The Boston University Student Government bulletin board. Students discussed qualities and goals they would like to see in the next Dean of Students at their Monday night meeting and committee updates were heard. HAIYI BI/DFP FILE

Last semester, StuGov wrote and sent a letter to the presidential search committee highlighting the qualities they wanted the future president of BU to possess to compensate for the lack of student perspective on the committee.

This time, the letter is addressed to the future dean of students rather than the search committee, and intends to do the same thing.

BU’s website defines the dean of students as a source of programming to engage students in the community, a person to assist students in need and an overseer of student affairs.

Despite these distinctions, most senators weren’t aware of the dean’s responsibilities. A quick poll of raised hands revealed that, as Senator Jessica Sullivan said, most students find the role “sort of ambiguous.”

“Besides protecting student’s rights…I don’t really know what else he does,” Senator Jad Marrouche said.

Protecting student rights was a subject multiple senators brought up, including Senator Sergio Aguirre, who discussed negative patterns they saw in their experiences with the dean of students.

“I think a lot of times DOS will meet with student activists and hear them out, but then try and pacify them through their meetings,” Aguirre said. “Especially when we consider that a lot of the times their de-escalation and pacification efforts come in the form of saying, ‘oh, yeah, we’ll work on this and we’ll email you in a month,’ and then a month will go by and you’ll hear absolutely nothing.”

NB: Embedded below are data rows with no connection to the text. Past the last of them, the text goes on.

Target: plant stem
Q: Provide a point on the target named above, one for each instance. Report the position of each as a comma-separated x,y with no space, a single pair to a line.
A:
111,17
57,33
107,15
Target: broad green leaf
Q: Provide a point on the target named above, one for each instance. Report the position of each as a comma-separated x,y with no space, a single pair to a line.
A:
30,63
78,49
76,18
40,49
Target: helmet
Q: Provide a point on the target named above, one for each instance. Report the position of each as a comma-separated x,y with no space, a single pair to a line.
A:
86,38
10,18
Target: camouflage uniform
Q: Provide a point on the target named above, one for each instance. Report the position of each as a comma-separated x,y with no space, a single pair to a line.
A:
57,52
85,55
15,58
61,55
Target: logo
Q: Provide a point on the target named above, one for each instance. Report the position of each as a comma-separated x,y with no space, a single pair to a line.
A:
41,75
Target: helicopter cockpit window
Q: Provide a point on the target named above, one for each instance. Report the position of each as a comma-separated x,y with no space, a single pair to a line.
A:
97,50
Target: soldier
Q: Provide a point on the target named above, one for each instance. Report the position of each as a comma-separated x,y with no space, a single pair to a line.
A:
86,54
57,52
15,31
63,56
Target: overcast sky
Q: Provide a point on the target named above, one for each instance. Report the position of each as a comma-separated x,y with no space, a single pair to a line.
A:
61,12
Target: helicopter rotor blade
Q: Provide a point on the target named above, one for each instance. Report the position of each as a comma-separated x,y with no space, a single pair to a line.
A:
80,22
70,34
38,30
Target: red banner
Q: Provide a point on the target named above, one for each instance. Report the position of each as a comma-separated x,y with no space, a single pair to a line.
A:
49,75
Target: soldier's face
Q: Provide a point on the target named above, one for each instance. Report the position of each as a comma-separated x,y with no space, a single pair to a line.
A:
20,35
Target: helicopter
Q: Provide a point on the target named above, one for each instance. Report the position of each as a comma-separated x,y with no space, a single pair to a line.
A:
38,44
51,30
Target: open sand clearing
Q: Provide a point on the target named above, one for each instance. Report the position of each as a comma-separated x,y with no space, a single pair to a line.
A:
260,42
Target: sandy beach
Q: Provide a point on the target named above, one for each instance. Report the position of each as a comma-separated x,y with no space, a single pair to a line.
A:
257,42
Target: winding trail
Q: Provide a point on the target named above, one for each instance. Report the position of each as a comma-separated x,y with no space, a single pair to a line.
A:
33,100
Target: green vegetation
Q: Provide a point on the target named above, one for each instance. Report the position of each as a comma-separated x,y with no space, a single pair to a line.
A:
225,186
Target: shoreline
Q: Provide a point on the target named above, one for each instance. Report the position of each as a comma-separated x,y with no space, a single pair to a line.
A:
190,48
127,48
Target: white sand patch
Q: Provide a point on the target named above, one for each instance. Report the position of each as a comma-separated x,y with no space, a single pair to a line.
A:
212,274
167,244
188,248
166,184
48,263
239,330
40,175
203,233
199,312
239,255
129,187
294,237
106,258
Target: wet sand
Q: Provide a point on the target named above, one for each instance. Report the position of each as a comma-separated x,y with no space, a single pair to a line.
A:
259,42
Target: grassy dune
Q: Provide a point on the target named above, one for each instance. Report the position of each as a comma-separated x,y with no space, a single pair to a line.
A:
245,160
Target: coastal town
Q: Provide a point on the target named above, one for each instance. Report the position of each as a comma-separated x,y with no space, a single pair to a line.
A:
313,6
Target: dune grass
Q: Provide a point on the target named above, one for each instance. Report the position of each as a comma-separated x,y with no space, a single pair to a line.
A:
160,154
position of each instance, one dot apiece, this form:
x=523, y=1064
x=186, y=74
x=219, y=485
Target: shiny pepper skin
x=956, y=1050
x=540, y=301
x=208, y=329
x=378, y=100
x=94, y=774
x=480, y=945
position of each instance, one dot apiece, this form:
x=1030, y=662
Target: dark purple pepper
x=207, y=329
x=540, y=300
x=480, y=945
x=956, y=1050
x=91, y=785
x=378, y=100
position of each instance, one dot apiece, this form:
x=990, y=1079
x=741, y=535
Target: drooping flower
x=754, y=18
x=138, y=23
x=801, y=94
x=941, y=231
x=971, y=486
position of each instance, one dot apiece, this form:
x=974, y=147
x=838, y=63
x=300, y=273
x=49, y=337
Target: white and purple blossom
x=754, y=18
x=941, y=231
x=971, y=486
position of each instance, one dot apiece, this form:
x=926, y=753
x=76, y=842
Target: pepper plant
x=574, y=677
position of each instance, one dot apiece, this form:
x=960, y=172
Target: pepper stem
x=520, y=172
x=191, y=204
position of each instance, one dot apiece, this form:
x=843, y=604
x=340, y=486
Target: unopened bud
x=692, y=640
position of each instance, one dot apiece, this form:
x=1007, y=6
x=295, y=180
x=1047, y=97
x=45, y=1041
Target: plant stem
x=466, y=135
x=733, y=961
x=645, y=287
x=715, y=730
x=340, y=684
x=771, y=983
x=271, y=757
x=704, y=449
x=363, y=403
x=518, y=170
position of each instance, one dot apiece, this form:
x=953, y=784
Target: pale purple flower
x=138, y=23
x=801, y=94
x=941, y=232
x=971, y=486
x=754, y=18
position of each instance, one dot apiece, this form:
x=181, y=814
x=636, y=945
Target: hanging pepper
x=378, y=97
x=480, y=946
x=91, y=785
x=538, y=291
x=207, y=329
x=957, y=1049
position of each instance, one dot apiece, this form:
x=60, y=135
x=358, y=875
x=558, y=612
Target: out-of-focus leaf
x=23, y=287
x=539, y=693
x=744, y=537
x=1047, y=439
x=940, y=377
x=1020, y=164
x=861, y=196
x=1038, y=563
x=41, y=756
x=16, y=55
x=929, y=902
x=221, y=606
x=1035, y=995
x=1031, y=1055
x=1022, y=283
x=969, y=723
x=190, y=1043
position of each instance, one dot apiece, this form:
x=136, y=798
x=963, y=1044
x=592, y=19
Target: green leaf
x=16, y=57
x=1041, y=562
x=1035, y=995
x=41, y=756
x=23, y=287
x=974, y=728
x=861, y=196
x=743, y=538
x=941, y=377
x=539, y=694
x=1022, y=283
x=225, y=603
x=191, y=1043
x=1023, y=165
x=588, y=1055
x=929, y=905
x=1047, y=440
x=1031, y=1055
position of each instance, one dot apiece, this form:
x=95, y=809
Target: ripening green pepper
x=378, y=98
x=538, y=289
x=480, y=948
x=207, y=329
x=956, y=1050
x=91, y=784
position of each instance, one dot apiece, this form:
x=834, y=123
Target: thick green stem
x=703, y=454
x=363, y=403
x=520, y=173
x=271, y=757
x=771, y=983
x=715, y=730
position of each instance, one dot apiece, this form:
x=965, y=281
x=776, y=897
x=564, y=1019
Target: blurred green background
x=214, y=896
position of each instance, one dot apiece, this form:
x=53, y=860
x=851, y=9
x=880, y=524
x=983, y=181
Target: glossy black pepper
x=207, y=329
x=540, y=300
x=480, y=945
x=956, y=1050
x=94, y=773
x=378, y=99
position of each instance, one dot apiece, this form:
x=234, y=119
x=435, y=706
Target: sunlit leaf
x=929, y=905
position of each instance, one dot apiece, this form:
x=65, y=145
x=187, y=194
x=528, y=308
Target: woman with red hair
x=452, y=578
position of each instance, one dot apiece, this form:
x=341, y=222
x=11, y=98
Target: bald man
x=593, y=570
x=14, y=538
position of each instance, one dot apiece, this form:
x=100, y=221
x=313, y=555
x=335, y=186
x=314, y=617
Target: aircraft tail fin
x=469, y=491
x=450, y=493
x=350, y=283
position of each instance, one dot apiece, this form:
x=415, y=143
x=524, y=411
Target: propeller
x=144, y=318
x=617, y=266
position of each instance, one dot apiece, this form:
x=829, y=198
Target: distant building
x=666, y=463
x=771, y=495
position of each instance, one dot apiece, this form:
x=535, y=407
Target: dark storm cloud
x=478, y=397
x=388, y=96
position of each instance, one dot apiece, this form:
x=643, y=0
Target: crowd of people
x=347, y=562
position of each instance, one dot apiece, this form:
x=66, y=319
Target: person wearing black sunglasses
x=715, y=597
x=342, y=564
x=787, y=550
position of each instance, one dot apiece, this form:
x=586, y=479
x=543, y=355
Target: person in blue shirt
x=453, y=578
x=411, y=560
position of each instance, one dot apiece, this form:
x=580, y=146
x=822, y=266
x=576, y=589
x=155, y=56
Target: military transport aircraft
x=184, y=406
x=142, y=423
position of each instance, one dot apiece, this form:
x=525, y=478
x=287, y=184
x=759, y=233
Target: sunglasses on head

Other senators highlighted the necessity for the incoming dean to listen to the needs of marginalized students, including not only the members of the LGBTQIA+ community but also the Jewish community.

“Many students have come up to me and just like other Jewish students on campus, wanting much more of a clear cut statement, or just a representation to be possible, saying that antisemitism is not okay,” Senator Shayna Dash said.

One factor suggested in enacting these changes was fostering a more accessible dean of students.

“The DOS needs to know student’s names,” Marrouche said. “A DOS that really wants to be involved should attend big campus events.”

A group of senators said they will be writing the letter to the new dean after hearing the feedback from other StuGov members.

The meeting continued with three Student Elections Commission co-chair confirmations.

The SEC is, “dedicated to the fair elections of the undergraduate Student Government,” which begins with a campaign period on Feb. 28.

Qitian Wu, a sophomore in the College of General Studies, was confirmed as the Judicial Advisory Committee commissioner and Felicity Ong, a sophomore in the College of Arts and Sciences, was confirmed as the SEC co-chair.

“I used to be an SEC Commissioner, but now I’m an SEC co-chair due to two of our co-chairs stepping down,” Ong said. “It is really an honor to have this position right now for the spring semester.”

Cara Grigsby, a CAS sophomore, finished the set of co-chair confirmations.

“I joined because I wanted to learn more about the rules and regulations behind the election process,” she said.

All three were confirmed for their new roles.